FIGURE 7. MAIN FEATURES OF FARM MODEL.

An updated chemical mechanism, SAPRC07 (Carter, 2010), has been recently made available.

Moreover, the CMAQ wet deposition scheme (Byun and Schere, 2006) tacking into account the vertical distribution of precipitation and their physical phases (liquid, graupel, snow, ice) was added in addition to EMEP simplified scheme.

CMAQ in-cloud chemistry, AQCHEM (Schwartz, 1986), was added too, and it can be used in place of the current simplified in-cloud sulphate chemistry, describing S(IV) to S(VI) formation according to Seinfeld and Pandis (1998).

These new developments will be used and validated in the next AMS-MINNI simulations.
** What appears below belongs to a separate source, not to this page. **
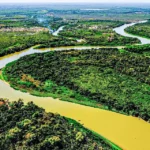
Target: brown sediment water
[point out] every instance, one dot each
(128, 132)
2.3.2 Micro-meteorological input parameters for FARM

Micro-meteorological parameters, describing atmospheric turbulence, were computed by means of the diagnostic model SURPRO. For the calculation of horizontal and vertical diffusion coefficients, Smagorinsky (1963) and Lange (1989) parameterizations were used, respectively. To take into account strong horizontal non-homogeneity and temporal non-stationarity of the boundary layer over terrain characterized by abrupt changes of surface (e.g. complex terrain, coastal areas, urban environment, etc.), mixing height was evaluated using prognostic schemes: in near neutral and unstable atmospheric conditions, the Gryning and Batchvarova (1996) approach was used; for stable conditions, the prognostic formulation proposed by Zilitinkevich and Baklanov (2002) was chosen.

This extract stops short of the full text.